Bezugnehmend auf den ersten Arztbericht von Dr. med. C.___ erkennt der Gutachter wiederum Widersprüche, wenn dort angegeben werde, der Beschwerdeführer trinke seit April 2012 keinen Alkohol mehr. Dies sei in Anbetracht der vorliegenden Austrittsberichte nicht nachvollziehbar. Weiter könnten der Verdacht auf das Vorliegen einer Erkrankung aus dem schizophrenen Formenkreis und einer emotional instabilen Persönlichkeitsstörung auch hier nicht nachvollzogen werden. Die vielfältigen Angaben zu den Befunden würden auf die Übernahme der Schilderung von Befindlichkeit und Angaben durch den Beschwerdeführer selbst hinweisen. Weiter sei unklar, wie der behandelnde Psychiater bei vergleichsweise gravierenden pathologisch anmutenden Angaben von einem stationären Gesundheitszustand und einer andauernden vollständigen Arbeitsunfähigkeit habe ausgehen können.

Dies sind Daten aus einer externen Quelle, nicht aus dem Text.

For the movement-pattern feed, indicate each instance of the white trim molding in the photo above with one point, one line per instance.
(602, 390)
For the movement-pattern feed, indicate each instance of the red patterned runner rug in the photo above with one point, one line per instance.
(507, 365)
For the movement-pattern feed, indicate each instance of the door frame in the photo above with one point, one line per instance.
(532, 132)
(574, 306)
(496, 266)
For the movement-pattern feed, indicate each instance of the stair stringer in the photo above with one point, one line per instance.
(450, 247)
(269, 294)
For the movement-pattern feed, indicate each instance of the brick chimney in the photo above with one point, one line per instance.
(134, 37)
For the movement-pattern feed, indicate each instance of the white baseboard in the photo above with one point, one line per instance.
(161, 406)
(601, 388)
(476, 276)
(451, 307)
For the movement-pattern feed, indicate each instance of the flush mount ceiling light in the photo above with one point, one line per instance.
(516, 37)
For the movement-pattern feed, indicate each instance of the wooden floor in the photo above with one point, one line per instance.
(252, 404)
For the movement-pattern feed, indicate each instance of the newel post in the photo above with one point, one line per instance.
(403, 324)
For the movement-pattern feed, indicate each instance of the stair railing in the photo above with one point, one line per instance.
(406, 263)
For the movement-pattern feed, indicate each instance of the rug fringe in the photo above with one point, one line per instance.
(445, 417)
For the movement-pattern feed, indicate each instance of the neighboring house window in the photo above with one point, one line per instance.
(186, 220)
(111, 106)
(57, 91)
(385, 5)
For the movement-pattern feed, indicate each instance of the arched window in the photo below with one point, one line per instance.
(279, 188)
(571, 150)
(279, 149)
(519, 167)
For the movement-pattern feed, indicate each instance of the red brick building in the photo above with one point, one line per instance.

Tatsächlich hätte er annehmen müssen, dass durch eine Optimierung der Behandlung eine Besserung des Zustandsbildes zu erzielen gewesen wäre, so wie unter der Annahme des Vorliegens einer schizophrenen Psychose eine tatsächliche Besserung durch die konsequente Einnahme von antipsychotischer Medikation zu erzielen gewesen wäre. Dies scheint im Rahmen der jeweiligen Hospitalisationen in der psychiatrischen Klinik auch der Fall gewesen zu sein. Im Austrittsbericht vom 20. Juni 2012 wird sogar von einer weitgehenden Remission gesprochen (IV-Nr. 10 S. 10).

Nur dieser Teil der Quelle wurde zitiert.